I had never even seen the name “Smorgonie,” in print before.  There were only a thousand people in that village.  Finding that this great tidal wave of history had passed through my family’s home, I instantly knew that I would incorporate four true life stories from our own history into the novel.

Aside from writing, what’s your passion?

Though not a musician, I have had a lifelong love of music — classical, blues and rock.  I am on the Board of Directors of the Santa Barbara Symphony – “The Best Small City Orchestra in America,” – and take great delight being a cheerleader and fundraiser for this astonishing group of musicians.

What’s next for you?

I am sticking with great music and personalities from the Classical Era.  Next up is “Mozart, Da Ponte, Scandal,” a novel about the life and times of Lorenzo Da Ponte, the librettist for Mozart’s three greatest operas, “Don Giovanni,” “The Marriage of Figaro,” and “Cosi Fan Tutte.” Though often overlooked and uncredited, Da Ponte’s life began in and around Venice in an era when people still wore capes and masks year-round and ended eight-eight years later in early modern New York where he opened an opera house that would evolve into the Met and where he also served as the first professor of Italian at what is now Columbia University.

In between those years he led a rogue’s life.

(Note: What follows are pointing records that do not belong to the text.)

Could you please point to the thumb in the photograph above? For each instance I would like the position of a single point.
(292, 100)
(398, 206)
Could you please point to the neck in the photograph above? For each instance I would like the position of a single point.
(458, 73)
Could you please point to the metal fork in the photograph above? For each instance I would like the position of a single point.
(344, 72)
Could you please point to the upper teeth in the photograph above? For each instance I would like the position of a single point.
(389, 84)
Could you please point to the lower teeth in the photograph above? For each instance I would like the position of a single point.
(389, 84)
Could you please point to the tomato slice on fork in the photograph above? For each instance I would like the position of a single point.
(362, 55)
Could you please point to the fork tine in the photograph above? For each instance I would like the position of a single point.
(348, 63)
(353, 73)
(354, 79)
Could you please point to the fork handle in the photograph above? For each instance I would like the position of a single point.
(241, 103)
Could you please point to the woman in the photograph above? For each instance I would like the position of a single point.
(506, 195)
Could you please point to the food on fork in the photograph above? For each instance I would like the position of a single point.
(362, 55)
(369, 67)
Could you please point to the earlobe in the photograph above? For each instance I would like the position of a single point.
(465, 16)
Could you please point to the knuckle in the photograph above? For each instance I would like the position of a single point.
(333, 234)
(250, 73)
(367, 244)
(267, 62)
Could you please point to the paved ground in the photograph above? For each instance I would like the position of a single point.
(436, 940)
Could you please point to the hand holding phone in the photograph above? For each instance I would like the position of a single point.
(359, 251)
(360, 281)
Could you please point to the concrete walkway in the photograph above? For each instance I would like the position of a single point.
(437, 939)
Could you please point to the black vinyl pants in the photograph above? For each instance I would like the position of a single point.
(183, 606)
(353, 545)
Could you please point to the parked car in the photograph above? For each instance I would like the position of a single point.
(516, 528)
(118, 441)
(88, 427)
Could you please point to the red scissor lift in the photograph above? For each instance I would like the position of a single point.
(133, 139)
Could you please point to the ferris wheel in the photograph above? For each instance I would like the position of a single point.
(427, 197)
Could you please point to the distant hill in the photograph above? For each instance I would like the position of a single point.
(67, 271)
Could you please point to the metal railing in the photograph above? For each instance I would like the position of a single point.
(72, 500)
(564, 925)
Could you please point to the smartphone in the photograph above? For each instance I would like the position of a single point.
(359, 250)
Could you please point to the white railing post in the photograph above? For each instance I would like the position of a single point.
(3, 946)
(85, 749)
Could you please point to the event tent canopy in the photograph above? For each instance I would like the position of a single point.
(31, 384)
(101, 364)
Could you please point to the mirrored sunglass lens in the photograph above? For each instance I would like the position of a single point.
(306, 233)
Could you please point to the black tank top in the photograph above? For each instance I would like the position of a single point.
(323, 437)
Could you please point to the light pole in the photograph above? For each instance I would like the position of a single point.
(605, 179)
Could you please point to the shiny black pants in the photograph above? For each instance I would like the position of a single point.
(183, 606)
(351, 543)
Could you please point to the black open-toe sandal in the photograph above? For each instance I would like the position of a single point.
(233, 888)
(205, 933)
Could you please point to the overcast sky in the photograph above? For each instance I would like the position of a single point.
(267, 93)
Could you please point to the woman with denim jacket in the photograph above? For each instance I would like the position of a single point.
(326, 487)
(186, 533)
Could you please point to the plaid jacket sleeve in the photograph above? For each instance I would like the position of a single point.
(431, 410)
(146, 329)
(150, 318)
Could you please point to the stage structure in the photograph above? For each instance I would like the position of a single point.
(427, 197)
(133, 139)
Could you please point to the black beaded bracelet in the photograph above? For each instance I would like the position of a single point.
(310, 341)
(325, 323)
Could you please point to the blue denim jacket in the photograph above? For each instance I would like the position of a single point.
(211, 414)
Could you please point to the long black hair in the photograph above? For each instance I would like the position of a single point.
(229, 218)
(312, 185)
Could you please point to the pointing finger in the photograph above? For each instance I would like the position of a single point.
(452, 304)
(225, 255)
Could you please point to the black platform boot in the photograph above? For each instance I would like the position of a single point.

Da Ponte, who was born Jewish, and was converted at fourteen to Catholicism, became a priest and literary scholar who would say Mass on Sunday while whoring, drinking and gambling the other six days of the week with his friend, Casanova, the infamous role model for Don Giovanni.  Always too political for his own good, he was successively expelled from the Veneto, Venice and Vienna and had to flee debt collectors in London before making his way to New York in 1805 where he opened an Italian bookstore in Manhattan and a deli across the river in New Jersey.  He was the classic survivor, who in his day wrote a collection of operas that were considered scandalous but are today revered as some of the finest works of that genre ever created.